#### Probability

• History
• Set theory
• Probability definitions and examples
##### History
• Gambling, e.g. Girolamo Cardano on dice in 1560, Abraham de Moivre “Doctrine of Chances” in 1718
• (Finite) set of outcomes, play the game, one outcome happens
• Players sometimes realized their intuition about something was wrong and they’d consistently lose money. So they tried to do rigorous calculations to figure out why their intuition was off.
##### A diversion into set theory
• Set $$S$$ is called sample space or “universe” (sometimes use $$\Omega$$)
• Examples: 6-sided die: $$\{ 1, 2, 3, 4, 5, 6 \}$$, coin toss: { H, T }, twitter: { No action, Reply, Retweet, Like }, the winner of an election is a { Democrat, Republican, Independent, Libertarian, Green, Socialist, actual cartoon character }, etc.
• What are the outcomes when tossing a coin 3 times? (Write on board, don’t erase, e.g. HHH, HHT, …)

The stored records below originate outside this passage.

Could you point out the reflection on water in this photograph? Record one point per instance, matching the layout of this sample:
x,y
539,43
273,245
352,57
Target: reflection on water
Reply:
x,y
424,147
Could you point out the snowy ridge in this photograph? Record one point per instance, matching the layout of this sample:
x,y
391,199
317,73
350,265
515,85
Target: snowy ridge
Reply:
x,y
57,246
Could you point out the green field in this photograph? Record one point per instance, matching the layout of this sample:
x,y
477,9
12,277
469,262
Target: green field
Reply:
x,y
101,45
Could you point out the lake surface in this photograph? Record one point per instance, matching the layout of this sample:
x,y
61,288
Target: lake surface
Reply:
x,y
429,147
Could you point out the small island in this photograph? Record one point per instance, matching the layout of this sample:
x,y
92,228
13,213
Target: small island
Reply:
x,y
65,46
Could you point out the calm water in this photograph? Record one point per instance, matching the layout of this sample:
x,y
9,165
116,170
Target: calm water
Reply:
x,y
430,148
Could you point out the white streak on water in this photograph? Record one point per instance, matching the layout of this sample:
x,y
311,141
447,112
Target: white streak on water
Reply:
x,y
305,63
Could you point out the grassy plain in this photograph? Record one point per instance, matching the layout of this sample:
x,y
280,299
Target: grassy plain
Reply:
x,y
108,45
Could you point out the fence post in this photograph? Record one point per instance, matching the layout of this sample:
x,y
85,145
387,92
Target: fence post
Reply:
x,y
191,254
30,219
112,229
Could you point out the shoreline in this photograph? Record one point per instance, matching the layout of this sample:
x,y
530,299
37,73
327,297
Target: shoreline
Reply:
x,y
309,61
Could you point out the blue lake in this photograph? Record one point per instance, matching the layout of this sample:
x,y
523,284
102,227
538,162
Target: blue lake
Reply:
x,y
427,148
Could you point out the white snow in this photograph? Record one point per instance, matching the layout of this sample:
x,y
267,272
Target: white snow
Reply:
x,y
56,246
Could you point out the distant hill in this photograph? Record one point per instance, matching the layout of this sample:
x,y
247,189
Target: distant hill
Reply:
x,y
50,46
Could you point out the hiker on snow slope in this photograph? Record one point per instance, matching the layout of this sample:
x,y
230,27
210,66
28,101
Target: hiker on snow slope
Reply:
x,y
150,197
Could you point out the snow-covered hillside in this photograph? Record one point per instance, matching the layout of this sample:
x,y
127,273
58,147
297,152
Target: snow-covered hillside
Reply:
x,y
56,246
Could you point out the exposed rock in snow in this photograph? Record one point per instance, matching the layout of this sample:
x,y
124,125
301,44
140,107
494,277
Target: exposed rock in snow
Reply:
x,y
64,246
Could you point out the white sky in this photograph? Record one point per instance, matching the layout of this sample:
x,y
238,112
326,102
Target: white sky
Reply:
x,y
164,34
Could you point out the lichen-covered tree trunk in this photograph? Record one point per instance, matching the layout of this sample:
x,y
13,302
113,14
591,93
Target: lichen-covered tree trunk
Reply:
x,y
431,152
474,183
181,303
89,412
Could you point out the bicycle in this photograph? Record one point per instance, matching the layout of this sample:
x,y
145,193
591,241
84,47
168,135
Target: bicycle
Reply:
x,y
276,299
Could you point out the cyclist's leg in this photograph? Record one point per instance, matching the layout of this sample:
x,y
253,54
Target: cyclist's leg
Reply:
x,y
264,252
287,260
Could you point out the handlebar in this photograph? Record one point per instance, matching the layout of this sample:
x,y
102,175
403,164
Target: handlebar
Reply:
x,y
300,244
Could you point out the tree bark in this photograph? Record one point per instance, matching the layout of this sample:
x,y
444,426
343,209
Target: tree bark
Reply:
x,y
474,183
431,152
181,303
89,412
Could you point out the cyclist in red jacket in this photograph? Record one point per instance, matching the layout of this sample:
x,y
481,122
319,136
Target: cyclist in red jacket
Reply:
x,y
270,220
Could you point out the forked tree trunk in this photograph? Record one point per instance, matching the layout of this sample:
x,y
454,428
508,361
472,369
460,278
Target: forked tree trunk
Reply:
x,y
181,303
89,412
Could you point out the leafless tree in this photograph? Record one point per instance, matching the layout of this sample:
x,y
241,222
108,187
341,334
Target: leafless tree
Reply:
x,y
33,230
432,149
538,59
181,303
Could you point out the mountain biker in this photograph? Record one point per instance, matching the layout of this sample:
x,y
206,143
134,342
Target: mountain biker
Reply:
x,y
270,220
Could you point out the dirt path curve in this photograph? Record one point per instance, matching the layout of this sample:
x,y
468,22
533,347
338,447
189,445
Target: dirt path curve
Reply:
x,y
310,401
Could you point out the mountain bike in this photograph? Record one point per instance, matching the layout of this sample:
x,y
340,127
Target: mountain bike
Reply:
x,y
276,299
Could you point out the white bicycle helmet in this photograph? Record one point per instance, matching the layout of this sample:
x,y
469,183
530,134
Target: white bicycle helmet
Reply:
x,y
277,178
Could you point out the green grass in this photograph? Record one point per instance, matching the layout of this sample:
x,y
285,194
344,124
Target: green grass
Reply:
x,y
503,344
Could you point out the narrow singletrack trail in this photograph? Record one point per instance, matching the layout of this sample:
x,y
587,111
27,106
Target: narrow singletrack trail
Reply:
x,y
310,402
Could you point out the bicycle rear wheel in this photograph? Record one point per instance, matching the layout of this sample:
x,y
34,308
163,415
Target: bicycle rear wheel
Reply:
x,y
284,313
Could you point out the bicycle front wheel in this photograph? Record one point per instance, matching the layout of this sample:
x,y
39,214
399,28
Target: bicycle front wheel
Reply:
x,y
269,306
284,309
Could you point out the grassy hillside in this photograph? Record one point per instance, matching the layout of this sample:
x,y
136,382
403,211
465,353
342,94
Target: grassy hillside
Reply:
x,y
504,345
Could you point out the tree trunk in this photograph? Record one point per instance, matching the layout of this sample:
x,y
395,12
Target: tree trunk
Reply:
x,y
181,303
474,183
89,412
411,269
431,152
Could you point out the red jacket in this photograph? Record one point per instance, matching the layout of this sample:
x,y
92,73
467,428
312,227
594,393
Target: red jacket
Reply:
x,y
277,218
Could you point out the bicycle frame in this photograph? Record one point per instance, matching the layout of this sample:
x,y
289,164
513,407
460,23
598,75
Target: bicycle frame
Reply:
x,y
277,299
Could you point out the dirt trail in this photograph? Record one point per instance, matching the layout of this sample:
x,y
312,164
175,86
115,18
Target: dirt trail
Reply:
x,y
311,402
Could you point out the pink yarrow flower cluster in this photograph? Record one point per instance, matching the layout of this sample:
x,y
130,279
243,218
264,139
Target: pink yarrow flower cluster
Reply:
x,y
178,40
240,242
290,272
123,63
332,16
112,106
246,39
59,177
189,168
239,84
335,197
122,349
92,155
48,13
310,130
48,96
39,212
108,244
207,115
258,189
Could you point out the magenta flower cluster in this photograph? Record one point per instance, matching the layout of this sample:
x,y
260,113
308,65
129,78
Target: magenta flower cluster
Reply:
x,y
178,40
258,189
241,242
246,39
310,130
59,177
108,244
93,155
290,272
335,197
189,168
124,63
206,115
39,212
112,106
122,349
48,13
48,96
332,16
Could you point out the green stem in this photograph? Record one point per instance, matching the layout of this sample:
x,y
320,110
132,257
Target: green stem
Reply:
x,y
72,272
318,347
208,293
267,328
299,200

• To say the outcome $$s$$ is in the set $$S$$ (also called a member or element of $$S$$), we write $$s \in S$$.
• Events: subsets $$E \subseteq S$$ are called events.
• Examples: roll a 6: $$\{ 6 \}$$, roll even: $$\{ 2, 4, 6 \}$$, the empty set $$\emptyset$$ etc.
• The event $$E$$ “happens” if the outcome of the game $$s \in E$$.
• Set operations: the union $$E_1 \cup E_2$$ contains outcomes $$s$$ if $$s \in E_1$$ or $$s \in E_2$$ (or both). e.g. $$\{ 1, 2 \} \cup \{ 4 \} = \{ 1, 2, 4 \}$$
• Set operations: the intersection $$E_1 \cap E_2$$ contains outcomes $$s$$ if $$s \in E_1$$ and $$s \in E_2$$. e.g. $$\{1, 2 \} \cap \{ 2, 4 \} = \{ 2 \}$$.
• Disjoint events: $$E_1$$ and $$E_2$$ are disjoint if $$E_1 \cap E_2 = \emptyset$$, i.e. there is no overlap.
• Set operations: the complement $$E^c$$ of an event $$E$$ is all outcomes that are not in $$E$$. e.g. for the 6-sided dice: $$\{ 2, 4, 6 \}^c = \{ 1, 3, 5 \}$$.
• Set operations: the size of a set $$|E|$$ is the number of outcomes it contains. e.g. $$|\emptyset| = 0$$.
• What is $$|S|$$ for tossing a coin $$n$$ times?

##### Probability
• Probability: measure for events, $$P(E)$$ is the likelihood of $$E$$ happening
• Rules: $$P(S) = 1$$, $$P(\emptyset) = 0$$, for any E, $$0 \leq P(E) \leq 1$$
• Complement event: $$P(E^c) = 1 - P(E)$$ (sometimes easier to calculate one or othe other)
• If I toss coin 3 times, what’s probability of getting at least one H?
• What if I toss a coin $$n$$ times?
• Equiprobable outcomes: for every $$s \in S$$, $$P(s) = 1/|S|$$. Reasonable for (fair!) games, maybe not for some of our other examples…
• Counting rule: with equiprobable outcomes $$P(E) = |E|/|S|$$.
• Count the number of ways $$E$$ can happen, divide by total number of things that could happen.
• Addition rule: for disjoint events $$E_1, E_2$$, $$P(E_1 \cup E_2) = P(E_1) + P(E_2)$$.
• Addition rule: for any events, $$P(E_1 \cup E_2) = P(E_1) + P(E_2) - P(E_1 \cap E_2)$$ (subtract off the double-counted overlap).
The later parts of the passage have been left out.